# Whisper for Automatic Speech Recognition (ASR)

In this notebook, we will learn about Automatic Speech Recognition and how to implement in Python with OpenAI's Whisper Model.

## What is Automatic Speech Recognition (ASR)?

Automatic Speech Recognition (ASR) is a technology that allows computers to interpret and transcribe human speech into text. It is a field of study that intersects computer science, linguistics, and electrical engineering. The primary goal of ASR systems is to enable efficient and accurate conversion of spoken language into a written format, which can be used for various applications such as voice-enabled user interfaces, dictation software, and automated transcription services.

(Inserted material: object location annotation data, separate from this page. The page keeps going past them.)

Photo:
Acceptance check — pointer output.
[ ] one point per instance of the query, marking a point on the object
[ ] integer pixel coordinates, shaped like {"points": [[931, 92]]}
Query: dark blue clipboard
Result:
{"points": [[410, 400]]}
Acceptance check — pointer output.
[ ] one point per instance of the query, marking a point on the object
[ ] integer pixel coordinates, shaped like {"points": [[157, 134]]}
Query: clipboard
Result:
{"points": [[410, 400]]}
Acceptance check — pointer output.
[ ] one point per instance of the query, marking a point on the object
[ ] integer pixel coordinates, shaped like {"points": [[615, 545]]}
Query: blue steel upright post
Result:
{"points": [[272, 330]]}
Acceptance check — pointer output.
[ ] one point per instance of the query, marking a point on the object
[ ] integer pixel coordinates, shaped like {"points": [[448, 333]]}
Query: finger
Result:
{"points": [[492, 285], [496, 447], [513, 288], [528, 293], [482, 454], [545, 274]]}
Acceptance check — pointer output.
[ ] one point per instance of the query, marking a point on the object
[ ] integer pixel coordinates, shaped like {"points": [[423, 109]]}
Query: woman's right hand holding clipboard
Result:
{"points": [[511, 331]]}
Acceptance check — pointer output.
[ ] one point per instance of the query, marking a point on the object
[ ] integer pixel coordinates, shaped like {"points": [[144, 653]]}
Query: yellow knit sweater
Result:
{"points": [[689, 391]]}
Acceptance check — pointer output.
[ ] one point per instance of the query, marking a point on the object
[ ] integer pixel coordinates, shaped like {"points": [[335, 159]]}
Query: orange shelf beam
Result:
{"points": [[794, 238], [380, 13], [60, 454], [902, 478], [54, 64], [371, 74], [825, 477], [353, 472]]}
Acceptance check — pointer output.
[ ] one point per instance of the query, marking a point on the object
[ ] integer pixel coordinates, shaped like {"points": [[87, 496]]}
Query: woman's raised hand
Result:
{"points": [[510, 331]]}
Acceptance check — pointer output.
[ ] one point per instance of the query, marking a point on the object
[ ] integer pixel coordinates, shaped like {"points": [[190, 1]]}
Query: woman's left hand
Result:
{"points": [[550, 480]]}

### Core Components of ASR

ASR systems typically involve several core components. Firstly, they include an acoustic model, which recognizes the basic sounds in a language (phonemes). Secondly, there's a language model, which predicts the likelihood of a particular sequence of words. These models are often trained on vast datasets of spoken and written language to improve their accuracy. The integration of these models allows the ASR system to interpret a wide range of speech, even in the presence of background noise, different accents, or dialects.

### Applications and Uses

The applications of ASR are diverse and widespread. In everyday life, ASR is used in voice-activated GPS systems, virtual assistants like Siri or Alexa, and in smartphones for voice-to-text messaging. In the professional sphere, ASR aids in transcribing meetings, lectures, and interviews, making it a valuable tool in fields like journalism, law, and healthcare. Additionally, ASR technology is pivotal in accessibility, providing assistance to those who have difficulties with typing or using traditional computer interfaces, including individuals with disabilities.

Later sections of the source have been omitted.